O Ruca e o Noddy não têm poderes nem nos salvam dos maus

Os heróis servem para combater os maus. Por isso, há crianças que ainda elegem o Super-Homem
ou o Batman como
personagens favoritos

a Quando a Bruna, três anos, admite que o seu herói preferido é o Noddy, Pedro, da mesma idade, não se contém. "Noddyyyy!", berra exaltado, saltando da cama onde, até há poucos minutos, esteve a dormir a sesta da tarde. Junta-se ao grupo sentado numa mesa redonda no infantário Pinheirinho Verde, em Corroios, que responde sem hesitações às perguntas sobre os heróis favoritos. "Gosto do Turbulento e da roupa do Noddy", explica, já mais sossegado. André, que também acabou de acordar, assistiu com os pais ao espectáculo ao vivo e traz vestida uma camisola estampada com o personagem criado pela escritora britânica Enid Blyton. "Gosto dele", assume, sem mais explicações, como se fosse lógico, como se qualquer pessoa com o mínimo de inteligência só pudesse gostar do boneco de chapéu pontiagudo. O David, quatro anos, até nem elege o Noddy como favorito mas também foi com os pais ver o musical. Do tempo que passou sentado na cadeira só se lembra "das coisinhas com luzes". "Eu gosto mais dos Pokémons porque têm ataques de poder", atira. A eleição dos melhores heróis não é consensual. Tomás, um ano mais velho, diz mesmo que não gosta nem do Noddy, nem do Ruca "porque não têm poderes". É que os heróis precisam de características mágicas para salvar os inocentes dos maus.
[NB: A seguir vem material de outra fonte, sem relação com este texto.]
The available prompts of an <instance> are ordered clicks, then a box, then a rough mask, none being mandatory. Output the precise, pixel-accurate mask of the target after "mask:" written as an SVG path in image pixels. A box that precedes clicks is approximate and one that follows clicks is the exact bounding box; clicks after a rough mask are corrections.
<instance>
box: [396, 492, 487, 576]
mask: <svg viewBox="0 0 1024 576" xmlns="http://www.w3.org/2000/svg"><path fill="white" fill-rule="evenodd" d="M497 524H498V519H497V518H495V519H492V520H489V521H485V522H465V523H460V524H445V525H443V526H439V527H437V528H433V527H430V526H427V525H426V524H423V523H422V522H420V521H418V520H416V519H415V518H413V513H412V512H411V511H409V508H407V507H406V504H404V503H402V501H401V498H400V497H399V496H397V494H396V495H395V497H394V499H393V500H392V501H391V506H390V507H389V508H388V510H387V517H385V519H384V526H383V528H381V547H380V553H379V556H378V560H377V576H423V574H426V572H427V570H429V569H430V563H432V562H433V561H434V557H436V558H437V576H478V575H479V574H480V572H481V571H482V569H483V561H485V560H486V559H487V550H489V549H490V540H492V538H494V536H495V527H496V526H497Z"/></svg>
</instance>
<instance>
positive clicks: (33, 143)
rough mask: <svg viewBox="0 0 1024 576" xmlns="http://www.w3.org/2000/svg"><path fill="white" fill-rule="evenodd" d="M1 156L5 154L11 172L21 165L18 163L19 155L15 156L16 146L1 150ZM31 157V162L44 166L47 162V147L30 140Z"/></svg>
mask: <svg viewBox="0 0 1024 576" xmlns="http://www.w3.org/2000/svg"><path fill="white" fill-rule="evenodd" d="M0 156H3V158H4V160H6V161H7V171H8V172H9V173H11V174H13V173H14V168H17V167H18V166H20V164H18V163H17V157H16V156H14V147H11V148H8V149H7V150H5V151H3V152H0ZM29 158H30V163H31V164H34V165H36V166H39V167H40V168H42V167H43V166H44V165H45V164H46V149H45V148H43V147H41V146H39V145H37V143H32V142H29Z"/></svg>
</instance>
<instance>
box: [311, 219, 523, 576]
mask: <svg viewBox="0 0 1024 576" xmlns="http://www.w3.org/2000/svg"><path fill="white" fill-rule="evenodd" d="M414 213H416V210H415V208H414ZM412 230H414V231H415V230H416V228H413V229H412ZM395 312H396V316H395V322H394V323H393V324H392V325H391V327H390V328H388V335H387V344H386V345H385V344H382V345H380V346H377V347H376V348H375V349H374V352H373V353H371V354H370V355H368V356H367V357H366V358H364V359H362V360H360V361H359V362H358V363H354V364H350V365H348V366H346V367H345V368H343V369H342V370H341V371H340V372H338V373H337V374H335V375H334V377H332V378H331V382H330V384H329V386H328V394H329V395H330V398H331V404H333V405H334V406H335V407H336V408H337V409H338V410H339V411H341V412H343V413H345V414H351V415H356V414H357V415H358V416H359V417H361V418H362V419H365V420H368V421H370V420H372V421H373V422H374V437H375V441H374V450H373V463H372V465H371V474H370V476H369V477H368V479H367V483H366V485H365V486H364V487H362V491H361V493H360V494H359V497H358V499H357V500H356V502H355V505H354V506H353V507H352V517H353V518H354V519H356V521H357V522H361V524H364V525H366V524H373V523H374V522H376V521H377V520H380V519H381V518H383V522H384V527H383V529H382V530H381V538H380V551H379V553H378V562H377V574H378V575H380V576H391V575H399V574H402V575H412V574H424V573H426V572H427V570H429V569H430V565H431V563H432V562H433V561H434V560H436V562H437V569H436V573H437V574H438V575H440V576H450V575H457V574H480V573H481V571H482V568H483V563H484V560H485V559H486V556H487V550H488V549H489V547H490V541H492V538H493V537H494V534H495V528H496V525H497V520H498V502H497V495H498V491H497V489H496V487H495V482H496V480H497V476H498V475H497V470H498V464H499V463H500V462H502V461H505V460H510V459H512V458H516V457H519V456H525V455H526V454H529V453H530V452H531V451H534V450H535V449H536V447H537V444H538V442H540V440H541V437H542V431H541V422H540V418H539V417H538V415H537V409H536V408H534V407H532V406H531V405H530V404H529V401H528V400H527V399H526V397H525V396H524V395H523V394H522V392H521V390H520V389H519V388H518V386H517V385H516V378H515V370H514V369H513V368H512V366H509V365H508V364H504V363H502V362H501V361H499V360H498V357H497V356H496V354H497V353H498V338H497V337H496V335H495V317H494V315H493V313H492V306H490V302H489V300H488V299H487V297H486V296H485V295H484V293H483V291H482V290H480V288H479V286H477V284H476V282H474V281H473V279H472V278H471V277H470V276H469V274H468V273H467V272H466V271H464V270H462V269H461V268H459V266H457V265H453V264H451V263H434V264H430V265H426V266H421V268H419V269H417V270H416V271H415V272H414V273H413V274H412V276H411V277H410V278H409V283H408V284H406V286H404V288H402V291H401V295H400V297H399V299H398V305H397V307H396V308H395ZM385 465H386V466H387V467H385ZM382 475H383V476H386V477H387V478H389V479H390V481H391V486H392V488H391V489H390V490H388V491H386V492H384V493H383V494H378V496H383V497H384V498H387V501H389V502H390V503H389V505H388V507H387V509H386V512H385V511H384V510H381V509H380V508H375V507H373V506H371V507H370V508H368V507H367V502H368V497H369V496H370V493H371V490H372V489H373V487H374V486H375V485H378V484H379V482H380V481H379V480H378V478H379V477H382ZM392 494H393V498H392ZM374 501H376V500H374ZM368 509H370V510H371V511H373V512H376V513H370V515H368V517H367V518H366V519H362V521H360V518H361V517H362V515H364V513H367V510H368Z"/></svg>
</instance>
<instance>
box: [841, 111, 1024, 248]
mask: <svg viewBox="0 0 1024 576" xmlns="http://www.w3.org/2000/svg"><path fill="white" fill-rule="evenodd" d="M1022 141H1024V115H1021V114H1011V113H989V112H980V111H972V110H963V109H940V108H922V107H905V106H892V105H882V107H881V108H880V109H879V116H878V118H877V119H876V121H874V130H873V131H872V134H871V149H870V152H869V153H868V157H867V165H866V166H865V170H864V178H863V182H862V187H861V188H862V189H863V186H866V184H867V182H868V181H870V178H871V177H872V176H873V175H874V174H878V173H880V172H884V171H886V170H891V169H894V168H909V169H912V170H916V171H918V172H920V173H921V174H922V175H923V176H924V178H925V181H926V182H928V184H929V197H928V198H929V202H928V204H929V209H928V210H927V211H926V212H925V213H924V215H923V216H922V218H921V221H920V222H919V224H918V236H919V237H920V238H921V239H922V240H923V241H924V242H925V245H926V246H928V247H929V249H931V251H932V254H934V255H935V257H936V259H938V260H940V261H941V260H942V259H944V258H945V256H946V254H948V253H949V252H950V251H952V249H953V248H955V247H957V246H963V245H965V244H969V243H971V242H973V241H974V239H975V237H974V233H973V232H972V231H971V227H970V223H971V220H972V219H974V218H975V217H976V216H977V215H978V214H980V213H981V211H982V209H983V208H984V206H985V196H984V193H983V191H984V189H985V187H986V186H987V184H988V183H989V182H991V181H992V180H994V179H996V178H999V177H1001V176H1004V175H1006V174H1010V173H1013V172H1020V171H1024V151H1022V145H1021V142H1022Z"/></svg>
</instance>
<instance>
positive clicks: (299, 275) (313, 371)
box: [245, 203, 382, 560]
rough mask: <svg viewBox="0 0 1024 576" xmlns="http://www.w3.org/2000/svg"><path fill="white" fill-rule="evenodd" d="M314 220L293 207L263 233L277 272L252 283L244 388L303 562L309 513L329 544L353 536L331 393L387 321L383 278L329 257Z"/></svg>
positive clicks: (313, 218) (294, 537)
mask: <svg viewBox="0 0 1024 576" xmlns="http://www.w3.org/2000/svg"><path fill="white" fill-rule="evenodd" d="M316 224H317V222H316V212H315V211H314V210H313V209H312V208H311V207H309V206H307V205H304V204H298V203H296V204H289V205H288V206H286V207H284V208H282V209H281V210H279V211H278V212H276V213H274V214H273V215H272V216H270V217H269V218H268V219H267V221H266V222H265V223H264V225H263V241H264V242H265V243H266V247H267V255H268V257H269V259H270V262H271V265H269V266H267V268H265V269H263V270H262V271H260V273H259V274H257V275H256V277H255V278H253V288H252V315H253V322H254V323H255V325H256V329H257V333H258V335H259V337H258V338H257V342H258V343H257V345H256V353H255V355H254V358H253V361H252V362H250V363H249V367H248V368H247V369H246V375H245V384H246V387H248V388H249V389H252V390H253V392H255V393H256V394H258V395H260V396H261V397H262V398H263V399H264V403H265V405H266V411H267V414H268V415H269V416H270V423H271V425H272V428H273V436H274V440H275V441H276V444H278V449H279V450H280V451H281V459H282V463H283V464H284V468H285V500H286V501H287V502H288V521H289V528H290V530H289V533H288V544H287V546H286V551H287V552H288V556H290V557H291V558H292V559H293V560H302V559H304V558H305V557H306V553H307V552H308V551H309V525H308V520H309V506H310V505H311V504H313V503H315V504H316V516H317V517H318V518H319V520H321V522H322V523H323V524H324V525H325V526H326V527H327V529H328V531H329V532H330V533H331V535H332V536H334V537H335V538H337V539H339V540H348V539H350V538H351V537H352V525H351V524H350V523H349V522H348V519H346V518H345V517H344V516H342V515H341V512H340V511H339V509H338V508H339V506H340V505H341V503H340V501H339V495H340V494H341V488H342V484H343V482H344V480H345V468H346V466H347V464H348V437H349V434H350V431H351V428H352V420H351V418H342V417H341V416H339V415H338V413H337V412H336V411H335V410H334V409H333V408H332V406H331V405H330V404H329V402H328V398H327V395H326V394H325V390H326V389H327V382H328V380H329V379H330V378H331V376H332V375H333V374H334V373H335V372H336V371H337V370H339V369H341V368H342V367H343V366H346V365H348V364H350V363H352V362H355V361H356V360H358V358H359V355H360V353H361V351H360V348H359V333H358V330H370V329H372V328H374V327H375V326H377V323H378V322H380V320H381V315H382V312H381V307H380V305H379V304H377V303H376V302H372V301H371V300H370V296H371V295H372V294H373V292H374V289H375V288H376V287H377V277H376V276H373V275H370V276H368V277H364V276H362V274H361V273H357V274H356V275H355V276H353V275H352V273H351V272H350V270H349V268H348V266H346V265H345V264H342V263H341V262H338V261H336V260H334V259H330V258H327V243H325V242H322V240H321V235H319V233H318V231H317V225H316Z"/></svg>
Noutra sala, um grupo de crianças com cinco anos põe em questão a popularidade intocável dos simpáticos personagens. "Não gosto nada do Ruca. Ele não tem cabelo mas já é grande...", questiona Miguel com ar intrigado. Os Action Men, musculados e de ar rígido, enchem-lhe as medidas. "Enfrentam os maus. O Noddy e o Ruca não!", explica. Diogo enumera uma lista quase interminável de favoritos: Super-Homem, Batman, Homem-Aranha, Sonic (a mascote do jogo de computador da Sega), Power Rangers. O grupo de crianças que o rodeiam imita as suas preferências. "O Batman salva as pessoas e mata os bandidos", diz o Miguel. Gonçalo reforça que os heróis "salvam as pessoas todas dos maus" e garante que ele, graças ao fato de Carnaval do Batman que a mãe lhe comprou, também é capaz de fazer o mesmo. "Tenho uma coisa na roupa para ter força", explica, sem desmanchar a pose séria, como se naquele preciso instante estivesse vestido com o fato negro e asas de morcego. A Beatriz, faladora e irrequieta, elege o Sonic porque corre rapidamente, mas acrescenta a Minie e a Barbie à lista. E o Ruca e o Noddy? "Sim! Esses também gosto", exclama, rasgando um sorriso. Gonçalo insiste em falar, espeta o dedo no ar e conta que na escola há jogos com eles. "O Noddy ajuda os amigos e dá-lhes presentes", salienta. As meninas da sala concordam. "Faz coisas bem feitas", garante Beatriz. Já a Inês é fã da Floribella, daquelas que se vestiam de igual quando a telenovela da SIC estava no ar. Nessa altura, era impossível fugir ao fenómeno no infantário.
"Traziam a roupa vestida, houve uma onda de Floribellas. O cartaz que está na sala foram eles que insistiram em colocar", conta Helena Balseiro, educadora de infância. A escola organiza saídas ao teatro, mas nunca aos musicais dos heróis televisivos. "Quase todos os pais levaram os filhos ao espectáculo do Ruca e do Noddy. Nós vamos onde as crianças não costumam ir: o campo, por exemplo", continua. De repente, o Pedro, de três anos, lembra-se do Bob, o Construtor. E, para garantir que ninguém se esquece dele, canta bem alto o genérico: "Eu sou o Bob, construtor; eu sou o Bob, trabalhador!"